L’Yzeron et ses affluents souffrent de problèmes classiques des cours d’eau périurbains en particulier l’incision et l’ensablement. Il est aussi nécessaire de gérer les embâcles qui gênent l’écoulement de l’eau.

L’accroissement important des phénomènes d’incision et d’ensablement est une des conséquences de l’urbanisation, qui s’accompagne de l’imperméabilisation des sols. Celle-ci accroît la vitesse et le volume du ruissellement, entrainant une érosion des berges et du lit du cours d’eau. Ce phénomène est renforcé par la disparition ou l’absence de ripisylve, et par la nature « sableuse » des sols traversés sur l’Ouest lyonnais (arène granitique).
Un inventaire a relevé qu’un sous-affluent de l’Yzeron sur trois était incisé, soit 29 sous-affluents.

Les sédiments arrachés du lit et des berges lors de ces phénomènes d’incision contribuent entre 30 et 60 % à l’ensablement des cours d’eau en aval, essentiellement dans l’Yzeron, le Charbonnières et le Ratier. Chaque année, un volume total de 215 à 340 m3 de sédiments sont transportés.

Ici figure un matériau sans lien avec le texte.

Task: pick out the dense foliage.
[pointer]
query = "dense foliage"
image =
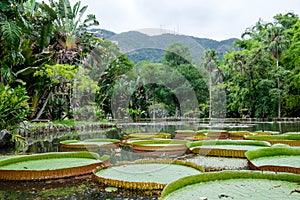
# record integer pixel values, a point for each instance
(262, 74)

La lutte contre ces phénomènes est complexe. Elle passe par la restauration des berges, la création de pièges à sables, la création de petits aménagements permettant de ralentir le débit de l’eau et de renforcer le lit. Une opération d’envergure a ainsi été menée par le SAGYRC sur la Goutte des Verrières.

De manière préventive, il faut surtout réduire au maximum la collecte et la concentration des eaux pluviales (busage) et leur rejet direct au milieu naturel.